Autopsy¶

Autopsy is an open source digital forensics platform. It provides a graphical interface to The Sleuth Kit and other digital forensics tools and is able to analyse a wide range of data for different digital media including images of physical devices like hard drives, USB sticks and mobile devices. Its capabilities include file system analysis, recovery of deleted files, web artifact extraction including browser history, timeline analysis of events, keyword searching, and malware detection.

Personal Experience¶

I've primarily used the tool to read and recover data from images of physical devices and hard drives.
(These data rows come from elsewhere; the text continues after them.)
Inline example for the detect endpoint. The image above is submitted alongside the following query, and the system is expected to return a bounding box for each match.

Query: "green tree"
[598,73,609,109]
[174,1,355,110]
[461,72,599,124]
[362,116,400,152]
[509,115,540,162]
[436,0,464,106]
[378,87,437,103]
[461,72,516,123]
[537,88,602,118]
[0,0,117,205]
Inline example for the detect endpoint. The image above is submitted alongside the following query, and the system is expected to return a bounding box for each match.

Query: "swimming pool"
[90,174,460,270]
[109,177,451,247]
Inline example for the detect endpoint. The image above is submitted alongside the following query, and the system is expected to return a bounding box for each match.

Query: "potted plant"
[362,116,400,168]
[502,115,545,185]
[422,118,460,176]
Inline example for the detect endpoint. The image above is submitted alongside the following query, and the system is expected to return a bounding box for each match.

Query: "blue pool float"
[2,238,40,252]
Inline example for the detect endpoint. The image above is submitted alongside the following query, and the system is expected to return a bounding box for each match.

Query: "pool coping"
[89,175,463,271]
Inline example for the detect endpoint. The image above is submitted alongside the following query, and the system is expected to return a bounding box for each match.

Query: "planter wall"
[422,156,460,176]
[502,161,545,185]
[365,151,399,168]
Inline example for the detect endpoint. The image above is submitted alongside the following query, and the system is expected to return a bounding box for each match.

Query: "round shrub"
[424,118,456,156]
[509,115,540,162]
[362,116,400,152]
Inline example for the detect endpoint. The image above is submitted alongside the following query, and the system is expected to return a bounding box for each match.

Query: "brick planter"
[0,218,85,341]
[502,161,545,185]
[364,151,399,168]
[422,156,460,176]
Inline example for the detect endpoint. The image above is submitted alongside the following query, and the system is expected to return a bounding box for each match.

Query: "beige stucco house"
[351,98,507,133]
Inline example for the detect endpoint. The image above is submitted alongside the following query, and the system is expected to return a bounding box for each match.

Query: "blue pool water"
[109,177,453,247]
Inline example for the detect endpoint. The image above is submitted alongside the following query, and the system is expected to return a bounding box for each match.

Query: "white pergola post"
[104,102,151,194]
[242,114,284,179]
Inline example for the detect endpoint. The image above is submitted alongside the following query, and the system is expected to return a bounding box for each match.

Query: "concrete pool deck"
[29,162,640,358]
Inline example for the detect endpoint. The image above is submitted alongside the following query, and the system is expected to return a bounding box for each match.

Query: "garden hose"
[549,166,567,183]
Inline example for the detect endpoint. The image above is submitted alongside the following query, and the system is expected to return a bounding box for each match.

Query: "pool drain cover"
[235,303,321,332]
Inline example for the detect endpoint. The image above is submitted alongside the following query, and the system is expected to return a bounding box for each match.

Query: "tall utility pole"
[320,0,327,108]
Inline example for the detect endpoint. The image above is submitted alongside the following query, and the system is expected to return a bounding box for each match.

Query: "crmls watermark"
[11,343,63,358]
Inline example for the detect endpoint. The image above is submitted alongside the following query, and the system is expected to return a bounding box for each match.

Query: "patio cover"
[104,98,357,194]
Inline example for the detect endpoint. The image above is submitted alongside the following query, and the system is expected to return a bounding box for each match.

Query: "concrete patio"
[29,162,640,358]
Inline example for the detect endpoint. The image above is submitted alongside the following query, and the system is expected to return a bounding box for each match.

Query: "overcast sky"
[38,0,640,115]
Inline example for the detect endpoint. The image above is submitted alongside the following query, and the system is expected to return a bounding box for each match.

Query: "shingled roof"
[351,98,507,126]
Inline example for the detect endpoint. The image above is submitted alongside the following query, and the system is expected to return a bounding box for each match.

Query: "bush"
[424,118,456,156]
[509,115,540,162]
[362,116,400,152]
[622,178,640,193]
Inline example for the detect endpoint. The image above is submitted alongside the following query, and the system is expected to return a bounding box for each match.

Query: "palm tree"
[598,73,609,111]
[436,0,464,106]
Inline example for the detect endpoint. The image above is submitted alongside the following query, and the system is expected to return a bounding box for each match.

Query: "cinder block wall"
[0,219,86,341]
With the aid of optional plugins the tool can also be used to analyse memory dumps.

Tools & Software Integrations¶

N/A

Recommended Plugins¶

N/A

Resources¶

N/A

Notes and Troubleshooting¶

Enable Volatility Plugin for Memory Dump (.mem) Analysis¶

Go to Tools > Plugins and enable the experimental module.
Create a new case.
Select Add Data Source and choosing the Memory Image File (Volatility) option.
Select the .mem file when prompted.
Choose the analysis options and plugins you want to run:
- consoles - displays the output from Autopsy tools and plugins for debugging.
- hashdump - extracts password hashes from a system's SAM (Security Accounts Manager) and LSASS (Local Security Authority Subsystem Service) memory.
- lsadump - used to dump credentials and password hashes from the LSASS process.
- netscan - scans the network for connected devices and analyses network information.
- pslist - provides a list of all running processes on the system when the image was created.
- shellbags - registry keys that store information about which folders a user has opened and their settings.
- userassist - tracks the executables and applications that a user had launched on the system.
Start the analysis and wait for Autopsy to process the memory dump.